Las Palmas de Gran Canaria, Friday 9 April 2021.- The edition commemorating Las Palmas de Gran Canaria International Film Festival’s 20 years pays tributes to significant cinema figures who have been fundamental in the history of our city’s festival: Spanish filmmakers Isaki Lacuesta and Víctor Moreno and its first promoter and director, film critic Claudio Utrera.

The filmmakers return to the Festival followed by the screening in movie theaters of the first films they premiered in the Gran-Canarian Festival and which are included in the Anthology 20th Anniversary section. In Isaki Lacuesta’s case, he won the 2006 Special Jury Award with his second feature, The Legend of Time, a film in which he showed promise, getting away from cinema’s boundaries and breaking barriers in regards to predominant practices. Whereas Víctor Moreno and Las Palmas de Gran Canaria Film Festival’s relationship began a little over a decade ago: in 2010 the Festival included in its Official Section Holidays, the debut film of a Canarian author which would compete on the same level than so many other international filmmakers.

Along with Claudio Utrera, the filmmakers held a press meeting at the Edificio Miller that was conducted by Luis Miranda, the current director of the Festival. The three of them have been the first ones to appear in the most special edition of the film festival, which is also the most important event of the year for the city. After 20 years, explained Miranda, “the Festival wanted to reminisce with people and filmmakers who are part of the Festival’s history, in addition to defining and finding a place within the panorama of film culture in this 21st century beginning”.

For Miranda, Canarian filmmaker Víctor Moreno is one of the great talents the Archipelago’s cinema has produced and one who maybe “can best represent the generation that was born and grew up along with the Film Festival in a combined learning process”. Isaki Lacuesta is also embedded to the memory of the Festival, especially due to the fact that he had the chance to premiere his The Legend of Time in Las Palmas de Gran Canaria.

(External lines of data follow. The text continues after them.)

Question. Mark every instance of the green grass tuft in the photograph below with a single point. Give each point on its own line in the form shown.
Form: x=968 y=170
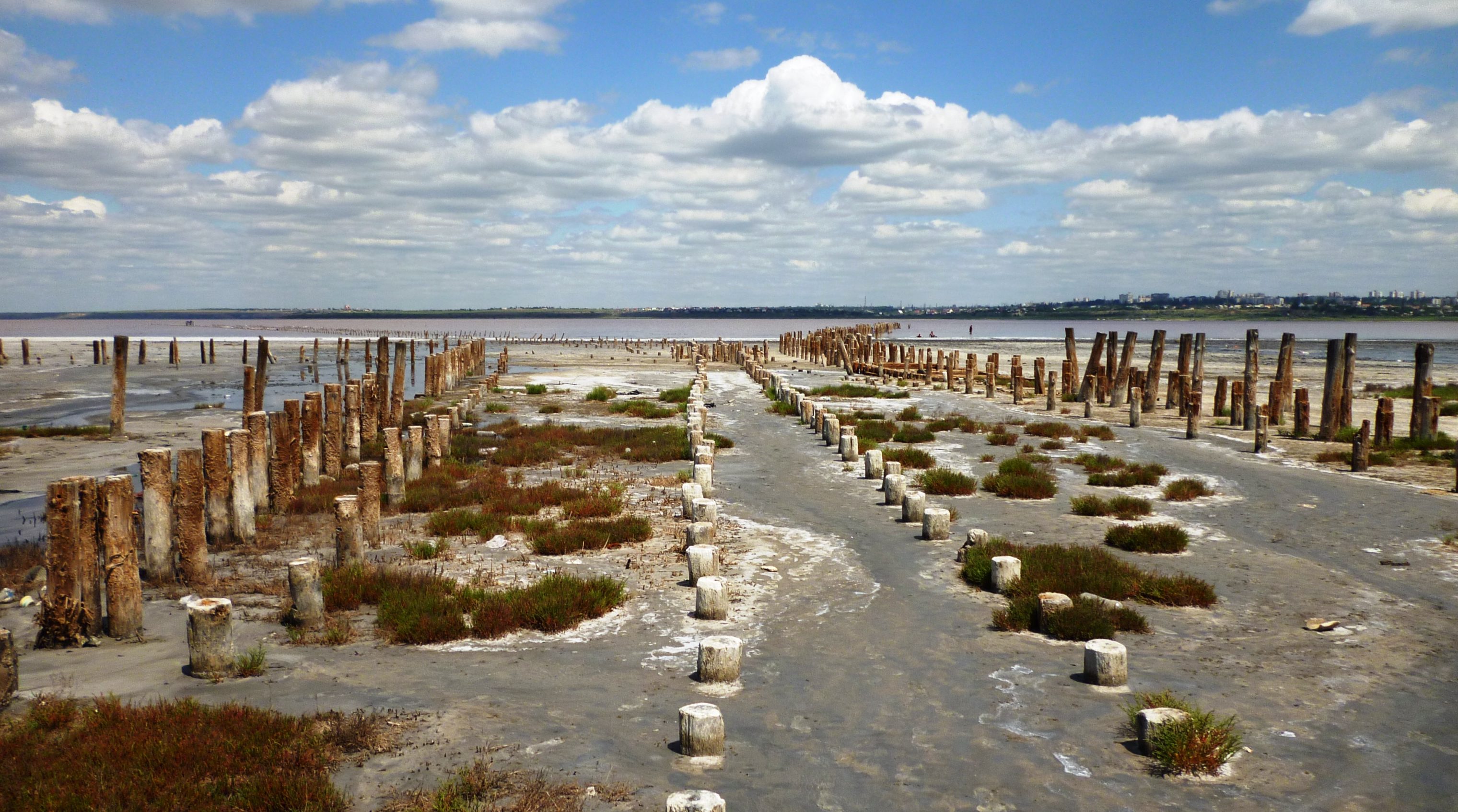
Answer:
x=1186 y=489
x=944 y=482
x=1148 y=538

As he pointed out, “it opened a window to that other cinema made in our country with which we could identify ourselves”. And in regards to Claudio Utrera, founder and director for fourteen years of the Festival, he said that “without him nothing would have been possible”.

Canarian filmmaker Víctor Moreno, who won the Richard Leacock Award for Best Feature Film in Las Palmas de Gran Canaria International Film Festival’s last edition with The Hidden City, claimed that this festival “is the origin of everything, a window into the discovery of an existing possibility of making free and low-budget films”. “The Festival has granted us the chance of making the cinema we want to do, feeling free and fearless, but above all it has made our films known all over the world and recognized outside of Spain”, expressed the Tenerife-born filmmaker gratefully.

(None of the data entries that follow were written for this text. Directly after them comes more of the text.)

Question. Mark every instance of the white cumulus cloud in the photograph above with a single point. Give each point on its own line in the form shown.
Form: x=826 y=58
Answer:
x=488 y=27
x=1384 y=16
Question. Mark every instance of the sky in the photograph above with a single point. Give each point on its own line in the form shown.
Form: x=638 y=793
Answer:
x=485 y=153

In regard to Isaki Lacuesta, Las Palmas de Gran Canaria and San Sebastián have been constantly present in his agenda. The winner of two Golden Shells at San Sebastián, Best Film at Mar del Plata or ten Gaudís, who has also appeared in retrospectives of festivals such as the Italian Poppoli, the French Toulouse or the German Tübigen, among others, pointed out, after recalling his first appearance in the Festival, that the event has turned into a “space where I’ve found a home and a film family”. Likewise, the Catalan director, one of the most polymorphic filmmakers, highlighted the importance of “the Festival’s incredible programming” and its “chameleon-like strategy”.

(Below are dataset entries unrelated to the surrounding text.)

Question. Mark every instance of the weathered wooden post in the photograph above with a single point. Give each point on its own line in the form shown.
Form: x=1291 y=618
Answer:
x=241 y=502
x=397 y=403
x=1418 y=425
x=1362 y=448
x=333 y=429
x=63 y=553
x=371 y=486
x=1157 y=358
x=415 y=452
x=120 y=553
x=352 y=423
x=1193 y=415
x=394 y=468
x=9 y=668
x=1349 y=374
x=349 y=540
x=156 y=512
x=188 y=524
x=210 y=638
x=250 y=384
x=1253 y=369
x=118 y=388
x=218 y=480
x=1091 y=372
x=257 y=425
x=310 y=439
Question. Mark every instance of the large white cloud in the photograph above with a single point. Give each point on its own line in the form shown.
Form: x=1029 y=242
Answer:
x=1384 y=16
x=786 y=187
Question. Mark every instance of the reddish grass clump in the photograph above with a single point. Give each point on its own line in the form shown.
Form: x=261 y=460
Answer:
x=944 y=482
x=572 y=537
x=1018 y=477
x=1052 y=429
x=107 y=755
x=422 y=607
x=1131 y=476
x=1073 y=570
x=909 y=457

Claudio Utrera, who started in 2000 a Festival that managed in just a few years to carve a niche for itself within the festival circuit, thanks to a line of programming barely explored back then in Spain, recalled how the Festival has evolved since its beginnings and how it has established itself. Utrera talked about how it went from red carpets and traditional films to an innovative event far removed from conventional films, “thus managing to create a hard core of film buffs in love with alternative cinema”.